In her hovel she washed her hands and face, brushed her hair, checked her dress in the reflection of the candle sconce. She took her Bible and kissed the cover and opened it to Deuteronomy. That scripture would be her testimony.
These were three beggared men. Each wore a face as drawn and long as the winter had been. Their hands were cracked and folded in front of them. Their lips behind their mustaches and beards were white and bled dry. Rolf 's face was mapped with frostbitten scars. The constable licked his pencil tip and turned to Rolf.
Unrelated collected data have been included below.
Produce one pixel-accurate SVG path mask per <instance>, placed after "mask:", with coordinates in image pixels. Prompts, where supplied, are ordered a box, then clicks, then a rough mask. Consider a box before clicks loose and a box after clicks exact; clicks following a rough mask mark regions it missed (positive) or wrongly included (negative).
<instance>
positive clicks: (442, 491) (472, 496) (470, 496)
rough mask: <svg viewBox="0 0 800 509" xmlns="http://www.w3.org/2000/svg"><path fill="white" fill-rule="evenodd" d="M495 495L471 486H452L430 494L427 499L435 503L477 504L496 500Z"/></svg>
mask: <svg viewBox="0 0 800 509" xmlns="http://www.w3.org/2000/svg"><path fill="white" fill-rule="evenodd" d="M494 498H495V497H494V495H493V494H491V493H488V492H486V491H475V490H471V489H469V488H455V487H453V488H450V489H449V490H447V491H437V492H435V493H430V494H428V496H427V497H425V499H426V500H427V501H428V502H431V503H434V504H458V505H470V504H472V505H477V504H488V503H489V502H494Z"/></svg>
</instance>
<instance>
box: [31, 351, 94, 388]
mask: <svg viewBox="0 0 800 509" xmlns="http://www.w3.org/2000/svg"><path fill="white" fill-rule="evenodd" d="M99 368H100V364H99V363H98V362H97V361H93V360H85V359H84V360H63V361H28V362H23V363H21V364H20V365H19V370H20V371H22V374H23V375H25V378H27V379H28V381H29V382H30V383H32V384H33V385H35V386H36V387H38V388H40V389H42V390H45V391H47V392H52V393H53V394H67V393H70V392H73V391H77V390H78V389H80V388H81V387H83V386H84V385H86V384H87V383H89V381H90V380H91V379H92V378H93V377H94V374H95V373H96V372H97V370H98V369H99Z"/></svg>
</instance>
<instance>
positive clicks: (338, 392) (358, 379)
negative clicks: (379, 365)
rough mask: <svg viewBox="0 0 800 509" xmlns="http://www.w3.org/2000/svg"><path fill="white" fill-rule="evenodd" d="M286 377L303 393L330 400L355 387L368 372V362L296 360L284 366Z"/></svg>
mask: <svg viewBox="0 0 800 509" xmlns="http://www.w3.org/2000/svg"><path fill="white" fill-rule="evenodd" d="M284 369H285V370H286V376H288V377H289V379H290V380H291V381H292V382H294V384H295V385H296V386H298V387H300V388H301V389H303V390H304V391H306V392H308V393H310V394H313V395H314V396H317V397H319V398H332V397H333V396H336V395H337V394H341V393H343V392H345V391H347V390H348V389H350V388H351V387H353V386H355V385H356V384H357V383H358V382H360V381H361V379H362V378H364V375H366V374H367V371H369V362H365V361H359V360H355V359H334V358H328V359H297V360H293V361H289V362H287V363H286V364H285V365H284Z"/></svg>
"Ask her to tell me her name."
Rolf did, and the constable wrote it down in his notebook.
"Ask her why the Bible."
Rolf turned to Thea, he pointed to the Bible. "He wishes to know why you've brought your Bible."
Thea looked down at the open book. Her pulse was galloping. Trond had withdrawn a pocketknife from his vest and pulled open the blade, the mother-of-pearl handle glinted in the lantern light as he trimmed his fingernails. She whispered to Rolf, "I am a fearful child of the Lord."
Rolf sat back. He looked at her as though he'd never heard a word of Norwegian spoken before. "Says she's feared. Says she's a child."
The constable put the pencil tip to his notebook and began to write but stopped. He lifted his eyes to the ceiling and wrung his hands. He turned to Trond, who was still tending his fingernails. "Christ, Trond, what can this girl tell us? She's a child. She don't know about dead horses nor misdeeds."
Trond turned to Rolf, "Ask the lass if she saw anything suspicious last night."
The constable was already closing his notebook. He'd already put his pencil in his sleeve pocket and was buttoning his vest when Rolf asked Trond's question.
When Thea began to weep the constable stopped readying to leave. He looked at Trond, then Rolf, then Thea in turn. "What's she cryin' for?" he asked.
Thea took the Bible from the tabletop and opened it and found her passage. She handed it to Rolf, who withdrew his glasses from his shirt pocket and held the good book to the lantern light.
He read the verses to himself. When he looked at Thea her face was in her hands.
"What's this nonsense?" the constable asked.
Trond addressed Thea. "What's the meaning of this?" He turned to the Norwegian. "Rolf, ask her what's the meaning of this."
Rolf read the verses again, this time out loud in Norwegian. "If a man find a betrothed damsel in the field, and the man force her, and lie with her: then the man only that lay with her shall die. . . . For he found her in the field, and the betrothed damsel cried, and there was none to save her."